Some children due to their circumstances, personalities or sensitivity will be particularly vulnerable to the changes that divorce inevitably brings.
This Journal is an entirely new way to help children through a divorce. The activities in this Journal will teach children some new emotional and social skills, empowering them with ways of coping so they can become more resilient.
Children learn emotional intelligence skills just like they learn academic or sporting skills – through practice, encouragement and patience.
Some aspects of this Journal can be done alone, in small groups, some can be done with your support, or some can be done with the child’s parents.
Some children whose parents are divorcing will experience depression, anxiety, anger or behavioural problems. Some children will cope better than others, but if you are at all concerned with a child then seek professional help for them.
There is no right or wrong way to use this Journal and it may take several years for a child to feel life is ‘normal’ after experiencing a divorce. A positive, respectful, patient approach is all that’s needed.
When a class has a number of children from a separated or divorced family, sharing a book with the whole group can help children begin to talk about their individual situations with their school peers, free from finger pointing, judgement or criticism. 2
It’s not a good idea to point out the children in the class from a separated or divorced family, but rather to allow them to speak up for themselves if they feel comfortable.
Children using the Journal in a classroom setting should never feel that it will be marked, judged or openly discussed unless they feel that they want to share their thoughts and feelings with others. It’s not a school book.
It is reassuring to a child to know that they are not the only ones going through this experience.

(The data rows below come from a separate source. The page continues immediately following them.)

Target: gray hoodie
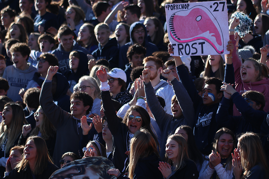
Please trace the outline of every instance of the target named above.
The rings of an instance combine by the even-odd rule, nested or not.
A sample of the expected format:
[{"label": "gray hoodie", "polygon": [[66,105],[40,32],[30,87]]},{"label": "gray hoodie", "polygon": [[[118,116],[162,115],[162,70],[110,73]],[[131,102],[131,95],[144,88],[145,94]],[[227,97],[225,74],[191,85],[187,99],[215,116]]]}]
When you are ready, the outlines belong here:
[{"label": "gray hoodie", "polygon": [[29,68],[21,70],[15,67],[15,65],[7,67],[5,69],[3,78],[8,81],[9,90],[7,92],[7,97],[16,102],[22,100],[19,95],[20,90],[26,88],[28,83],[32,80],[34,74],[37,72],[36,69],[30,63]]}]

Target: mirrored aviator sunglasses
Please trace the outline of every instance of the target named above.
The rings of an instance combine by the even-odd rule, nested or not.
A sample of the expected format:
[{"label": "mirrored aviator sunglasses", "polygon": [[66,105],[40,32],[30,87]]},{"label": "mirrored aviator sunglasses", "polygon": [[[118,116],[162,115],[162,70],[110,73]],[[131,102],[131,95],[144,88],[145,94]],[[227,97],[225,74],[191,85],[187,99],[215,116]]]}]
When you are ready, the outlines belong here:
[{"label": "mirrored aviator sunglasses", "polygon": [[142,118],[141,118],[141,117],[140,116],[136,116],[135,118],[134,116],[134,115],[129,115],[129,116],[128,116],[128,118],[130,121],[132,121],[133,120],[134,118],[135,118],[135,121],[138,122],[141,122],[141,121],[142,121]]},{"label": "mirrored aviator sunglasses", "polygon": [[92,147],[90,147],[88,149],[87,149],[87,148],[86,147],[83,147],[83,148],[82,149],[82,152],[83,152],[83,153],[85,153],[88,150],[89,151],[89,152],[90,152],[90,150],[91,149],[93,150],[94,150],[94,148]]},{"label": "mirrored aviator sunglasses", "polygon": [[[64,160],[63,159],[62,159],[60,161],[60,164],[61,164],[61,165],[63,165],[65,163],[65,160]],[[70,163],[70,162],[71,162],[71,161],[66,161],[66,163]]]}]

This Journal will elicit strong emotions from some children, so create a safe space for a child to express themselves openly.
Using the Journal may help you to identify a child who is struggling, and may need extra support and who would also benefit from being referred to a trained counsellor or therapist.
This Journal can be used individually, either by a teacher with the permission of the child’s parents, or by recommending the Journal to a parent for use at home.